Who among us, given the chance to go back knowing all we’ve
learned, wouldn’t do something very different in high school? One of the main
things I’d do is try out for the annual school play, as I discovered later in
life that acting’s big fun, and that I’m good at it. But it wasn’t until I was
35 that I realized how much fun acting is, and that I’m good at it.
Socks Without Mates. 1983 |
I began to relax a little bit. You can’t act if you’re
afraid of appearing foolish. It dawned on me that if I were doing the job
properly, it wasn’t I up on stage, but my character(s), which ranged from a
Russian patriarch who’s just discovered that his prospective son-in-law — that
is, the fiancé of his daughter Anesthesia — is a coke dealer (he loves the
idea), and half of a Cute Young Couple whose cat is pretty goddamned sick of
being addressed as Mr. Whiskers. When I came off stage at the Comedy Store one
evening, my first wife marveled, “You were really good!” with genuine wonder in her eyes. It was one of the nicest
things she (or anyone else) had ever said to me.

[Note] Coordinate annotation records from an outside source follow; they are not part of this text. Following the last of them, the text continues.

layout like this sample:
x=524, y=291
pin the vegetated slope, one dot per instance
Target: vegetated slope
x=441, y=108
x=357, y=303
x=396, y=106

The original other guy in the trio had come to loathe me, so
we replaced him with a small, bearded
opera lover who worked in a hardware store and loathed me slightly less, at
least for a short while. I decided that I couldn’t in good conscience raise my
daughter in the air pollution of Los Angeles, and moved with her and First Wife
to the northern California wine country, where I didn’t venture onto a stage
again until my marriage collapsed, I moved down to San Francisco, and recruited
a waiter from the Fog City Diner and a young mother of three from the East Bay
suburban wastelands to form an updated version of my LA trio. I called it the
Spandex Amazons this time, prompting a phone message from a gay spandex
fetishist who wondered if we should meet for coffee. Young Mom was ever so
pretty, and I lusted after her in my heart, but the fact of Hubby being an SFPD
Swat Team member helped me keep it in my trousers.